Another embedded decision is the choice of TP=4 instead of TP=8. The earlier deployment of Qwen3.5-397B NVFP4 used all 8 GPUs. But the switch to the smaller 122B model, combined with the need to split GPUs between the LXC container and a SEV-SNP VM, meant only 4 GPUs were available for inference. The assistant adapted the tensor parallelism degree accordingly, and the benchmark results show this configuration is still highly performant.

The choice of BF16 native precision over FP4 quantization is also significant. The earlier 397B model used NVFP4 (NVIDIA's FP4 format) to fit the larger model into GPU memory. The 122B model fits comfortably in BF16 across 4 GPUs (234 GB total), avoiding quantization artifacts entirely. The assistant explicitly notes this as a quality advantage.

Assumptions and Their Implications

The message makes several assumptions about its audience. It assumes the reader is familiar with SGLang's architecture — that they understand what --attention-backend triton means, why --disable-custom-all-reduce matters, and what --reasoning-parser qwen3 configures. It assumes familiarity with NCCL transport protocols (Ring, LL, SHM). It assumes the reader knows what "MTP" and "NEXTN" refer to in the context of speculative decoding.

These assumptions are reasonable given the conversation history — the user and assistant have been working together on this deployment for many messages. But for an external reader, the message would benefit from additional context. The assistant does not explain why P2P is disabled, why custom all-reduce is disabled, or why MTP is off. These decisions are documented in earlier messages but not repeated here.

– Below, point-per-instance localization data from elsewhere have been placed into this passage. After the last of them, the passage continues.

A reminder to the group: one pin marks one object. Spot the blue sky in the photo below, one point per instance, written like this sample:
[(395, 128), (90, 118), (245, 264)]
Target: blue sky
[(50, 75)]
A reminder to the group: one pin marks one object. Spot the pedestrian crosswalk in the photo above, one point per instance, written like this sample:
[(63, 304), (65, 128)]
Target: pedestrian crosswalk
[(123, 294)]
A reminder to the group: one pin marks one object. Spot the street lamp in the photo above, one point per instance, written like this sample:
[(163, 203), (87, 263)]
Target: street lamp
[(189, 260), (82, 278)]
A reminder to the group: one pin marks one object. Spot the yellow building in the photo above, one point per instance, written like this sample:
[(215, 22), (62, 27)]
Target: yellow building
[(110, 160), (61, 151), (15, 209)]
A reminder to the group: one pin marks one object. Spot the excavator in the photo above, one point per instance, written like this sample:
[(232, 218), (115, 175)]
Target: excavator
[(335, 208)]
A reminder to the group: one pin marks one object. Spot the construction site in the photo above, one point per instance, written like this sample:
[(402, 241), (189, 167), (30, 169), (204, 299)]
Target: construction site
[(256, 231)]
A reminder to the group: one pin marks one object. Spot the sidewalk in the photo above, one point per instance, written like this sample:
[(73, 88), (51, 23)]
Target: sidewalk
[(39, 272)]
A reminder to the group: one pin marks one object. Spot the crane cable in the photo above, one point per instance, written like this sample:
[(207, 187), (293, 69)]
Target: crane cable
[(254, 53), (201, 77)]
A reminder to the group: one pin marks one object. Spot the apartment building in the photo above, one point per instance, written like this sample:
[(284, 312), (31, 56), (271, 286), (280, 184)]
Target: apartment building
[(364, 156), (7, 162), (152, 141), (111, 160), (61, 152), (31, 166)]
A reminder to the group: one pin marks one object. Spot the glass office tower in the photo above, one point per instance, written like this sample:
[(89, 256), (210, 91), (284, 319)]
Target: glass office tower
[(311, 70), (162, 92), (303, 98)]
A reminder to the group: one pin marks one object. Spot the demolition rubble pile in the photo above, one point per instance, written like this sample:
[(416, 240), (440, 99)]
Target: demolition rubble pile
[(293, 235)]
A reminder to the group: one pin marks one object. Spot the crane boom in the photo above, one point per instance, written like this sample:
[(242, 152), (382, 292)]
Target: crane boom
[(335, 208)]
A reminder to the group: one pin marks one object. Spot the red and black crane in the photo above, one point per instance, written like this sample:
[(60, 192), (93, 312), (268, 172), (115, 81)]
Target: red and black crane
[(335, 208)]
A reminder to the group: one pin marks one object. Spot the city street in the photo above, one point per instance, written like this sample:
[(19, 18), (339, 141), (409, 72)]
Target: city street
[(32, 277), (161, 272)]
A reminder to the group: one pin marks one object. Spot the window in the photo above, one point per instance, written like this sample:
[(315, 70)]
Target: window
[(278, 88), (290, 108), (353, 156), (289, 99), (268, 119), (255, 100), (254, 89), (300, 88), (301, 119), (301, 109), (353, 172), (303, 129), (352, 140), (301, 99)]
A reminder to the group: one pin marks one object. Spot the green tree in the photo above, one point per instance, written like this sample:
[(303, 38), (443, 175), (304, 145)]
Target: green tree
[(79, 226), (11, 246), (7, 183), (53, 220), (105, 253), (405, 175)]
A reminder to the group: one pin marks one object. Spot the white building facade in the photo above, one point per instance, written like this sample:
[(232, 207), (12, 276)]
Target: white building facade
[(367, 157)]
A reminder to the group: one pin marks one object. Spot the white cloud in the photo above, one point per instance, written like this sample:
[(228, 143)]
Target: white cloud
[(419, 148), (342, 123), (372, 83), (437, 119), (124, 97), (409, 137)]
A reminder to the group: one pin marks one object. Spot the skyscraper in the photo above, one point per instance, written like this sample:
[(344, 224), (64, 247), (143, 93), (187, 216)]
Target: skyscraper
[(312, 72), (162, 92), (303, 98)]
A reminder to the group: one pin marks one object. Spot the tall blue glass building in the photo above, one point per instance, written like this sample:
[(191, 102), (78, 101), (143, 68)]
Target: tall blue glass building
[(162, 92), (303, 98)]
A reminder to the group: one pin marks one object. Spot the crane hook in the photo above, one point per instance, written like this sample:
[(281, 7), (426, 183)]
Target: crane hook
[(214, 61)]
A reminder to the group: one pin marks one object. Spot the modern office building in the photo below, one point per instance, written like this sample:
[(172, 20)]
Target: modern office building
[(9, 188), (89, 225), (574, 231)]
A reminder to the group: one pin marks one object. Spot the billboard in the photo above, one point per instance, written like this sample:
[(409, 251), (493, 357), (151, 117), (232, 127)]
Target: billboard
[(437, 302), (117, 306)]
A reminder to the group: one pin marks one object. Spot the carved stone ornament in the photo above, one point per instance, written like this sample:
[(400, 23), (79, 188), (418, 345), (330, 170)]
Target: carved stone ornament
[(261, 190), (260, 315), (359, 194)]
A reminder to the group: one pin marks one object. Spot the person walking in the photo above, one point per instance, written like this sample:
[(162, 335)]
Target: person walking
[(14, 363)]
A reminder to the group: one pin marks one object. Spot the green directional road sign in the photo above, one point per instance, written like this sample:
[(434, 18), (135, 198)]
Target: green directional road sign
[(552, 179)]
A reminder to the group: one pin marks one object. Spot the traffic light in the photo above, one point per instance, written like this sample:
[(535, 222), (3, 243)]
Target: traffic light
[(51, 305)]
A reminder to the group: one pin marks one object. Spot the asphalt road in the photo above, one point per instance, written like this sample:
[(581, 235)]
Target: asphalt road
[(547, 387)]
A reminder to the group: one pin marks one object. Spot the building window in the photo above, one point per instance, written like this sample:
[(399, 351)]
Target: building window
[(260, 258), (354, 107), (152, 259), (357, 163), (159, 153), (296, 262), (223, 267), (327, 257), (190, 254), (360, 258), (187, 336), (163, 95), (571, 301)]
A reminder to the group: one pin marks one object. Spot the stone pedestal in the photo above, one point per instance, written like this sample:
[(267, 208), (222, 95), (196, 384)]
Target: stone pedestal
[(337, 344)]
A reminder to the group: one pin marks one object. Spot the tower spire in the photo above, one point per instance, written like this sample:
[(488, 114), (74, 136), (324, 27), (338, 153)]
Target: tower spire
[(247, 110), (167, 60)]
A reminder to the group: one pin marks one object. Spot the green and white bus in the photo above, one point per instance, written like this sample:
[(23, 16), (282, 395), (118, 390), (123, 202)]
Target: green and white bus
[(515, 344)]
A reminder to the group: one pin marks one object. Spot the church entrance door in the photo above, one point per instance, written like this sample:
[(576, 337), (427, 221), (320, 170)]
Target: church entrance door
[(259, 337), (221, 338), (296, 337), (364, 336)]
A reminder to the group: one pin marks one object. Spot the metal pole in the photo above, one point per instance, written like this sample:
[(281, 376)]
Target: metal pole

The Thinking Process Visible in the Response

The assistant's reasoning is evident in the structure of the response. It begins with the most fundamental information — what model is running and on what hardware — then progressively adds detail: the software configuration, the performance numbers, and finally the optimization roadmap. This is a logical flow from "what" to "how well" to "what next."

The inclusion of the exact service file flags is a deliberate choice. Rather than paraphrasing the configuration, the assistant quotes the command line verbatim, eliminating any ambiguity. This is the mark of an engineer who knows that operational precision matters — a single wrong flag can change model behavior or cause a crash.

The "Potential improvements" section reveals the assistant's forward-looking thinking. Even as it reports the current state, it is already considering the next optimizations. The note that MTP "should work now that NCCL is fixed" connects back to earlier struggles — speculative decoding had been tested earlier and failed, likely due to the same P2P corruption issue. The assistant is tracking dependencies between fixes and features.

Output Knowledge Created

This message creates a definitive snapshot of the deployment state at a specific point in time. It serves as:

Conclusion

Message [msg 6237] is far more than a simple status update. It is the distillation of dozens of earlier decisions, hours of debugging, and multiple architecture pivots into a clear, actionable summary. It answers the user's question completely while simultaneously serving as documentation, a benchmark baseline, and a roadmap. In the context of a complex ML infrastructure deployment, such moments of clarity are invaluable — they transform a chaotic engineering process into a reproducible, understood system. The message exemplifies the kind of technical communication that turns an AI assistant from a tool into a true engineering partner: precise, honest about limitations, and always looking forward to the next improvement.